As a promising route to hydrogenate organic compounds at ambient conditions, electrocatalytic hydrogenation (ECH) urgently demands noble-metal-free electrocatalysts with satisfactory activity and selectivity. Here, molybdenum disulfide intercalated by dimethylamine (MoS2-DMA) demonstrates its superiority associated with the engineered interlayer chemistry in the ECH of nitroarenes to anilines. The in situ intercalation by DMA cations leads to the phase transition from semiconducting 2H to metallic 1T and the formation of abundant sulfur vacancies, which is beneficial for activating nitro groups and stabilizing chemisorbed H intermediate toward fast hydrogenation.
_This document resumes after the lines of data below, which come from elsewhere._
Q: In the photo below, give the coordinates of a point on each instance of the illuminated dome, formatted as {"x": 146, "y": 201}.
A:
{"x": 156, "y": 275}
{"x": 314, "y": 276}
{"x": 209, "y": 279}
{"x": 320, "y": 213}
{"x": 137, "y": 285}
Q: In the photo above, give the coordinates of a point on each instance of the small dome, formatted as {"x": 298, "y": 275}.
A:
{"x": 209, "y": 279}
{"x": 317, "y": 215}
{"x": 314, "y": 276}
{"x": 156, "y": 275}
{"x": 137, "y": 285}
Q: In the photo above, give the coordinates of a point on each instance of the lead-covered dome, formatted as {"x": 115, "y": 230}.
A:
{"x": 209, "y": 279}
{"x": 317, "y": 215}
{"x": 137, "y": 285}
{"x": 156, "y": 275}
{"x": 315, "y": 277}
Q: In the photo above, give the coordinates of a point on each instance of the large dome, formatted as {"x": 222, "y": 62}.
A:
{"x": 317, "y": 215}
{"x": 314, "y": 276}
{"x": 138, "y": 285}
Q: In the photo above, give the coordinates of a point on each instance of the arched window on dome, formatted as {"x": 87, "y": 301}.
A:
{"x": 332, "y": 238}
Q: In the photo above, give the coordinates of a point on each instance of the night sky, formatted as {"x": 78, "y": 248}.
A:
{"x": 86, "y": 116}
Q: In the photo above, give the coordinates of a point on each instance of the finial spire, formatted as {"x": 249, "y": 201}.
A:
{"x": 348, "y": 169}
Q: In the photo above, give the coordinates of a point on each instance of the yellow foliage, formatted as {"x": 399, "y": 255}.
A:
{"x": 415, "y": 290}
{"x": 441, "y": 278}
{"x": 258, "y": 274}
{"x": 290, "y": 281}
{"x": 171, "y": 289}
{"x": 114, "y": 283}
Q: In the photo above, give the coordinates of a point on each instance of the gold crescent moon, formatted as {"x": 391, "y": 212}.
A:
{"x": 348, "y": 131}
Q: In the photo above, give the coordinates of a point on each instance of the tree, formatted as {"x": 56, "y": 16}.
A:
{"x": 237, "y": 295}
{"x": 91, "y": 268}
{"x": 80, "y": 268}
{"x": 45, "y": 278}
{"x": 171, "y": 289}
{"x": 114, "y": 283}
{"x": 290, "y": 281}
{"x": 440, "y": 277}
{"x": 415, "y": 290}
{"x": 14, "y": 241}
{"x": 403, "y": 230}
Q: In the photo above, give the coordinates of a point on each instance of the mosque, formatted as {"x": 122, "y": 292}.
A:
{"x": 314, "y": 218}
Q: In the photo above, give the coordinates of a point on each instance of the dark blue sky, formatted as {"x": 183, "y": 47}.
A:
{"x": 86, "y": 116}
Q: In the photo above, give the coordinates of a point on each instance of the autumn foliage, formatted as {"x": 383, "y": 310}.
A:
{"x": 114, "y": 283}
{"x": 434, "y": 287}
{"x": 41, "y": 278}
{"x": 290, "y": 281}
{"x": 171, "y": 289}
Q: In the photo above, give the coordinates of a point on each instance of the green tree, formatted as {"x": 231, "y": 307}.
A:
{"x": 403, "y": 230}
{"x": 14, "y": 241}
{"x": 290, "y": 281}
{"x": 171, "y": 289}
In a wide potential range of -0.08 to -0.48 V (vs reversible hydrogen electrode (RHE)), MoS2-DMA affords the excellent ECH perform-ance of p-nitrostyrene to p-aminostyrene with high Faradic efficiency (>90%), yield (>90%), and selectivity (>99%), outperforming typical MoS2. The good efficiency of such intercalated MoS2 within a broad substrate scope further verifies the promise of interlayer engineering for exploiting cost-efficient catalysts in an electrochemical refinery.

Automated summary

Intercalated molybdenum disulfide with dimethylamine as a catalyst shows superior activity and selectivity in electrocatalytic hydrogenation reactions, making it a promising alternative to noble-metal catalysts.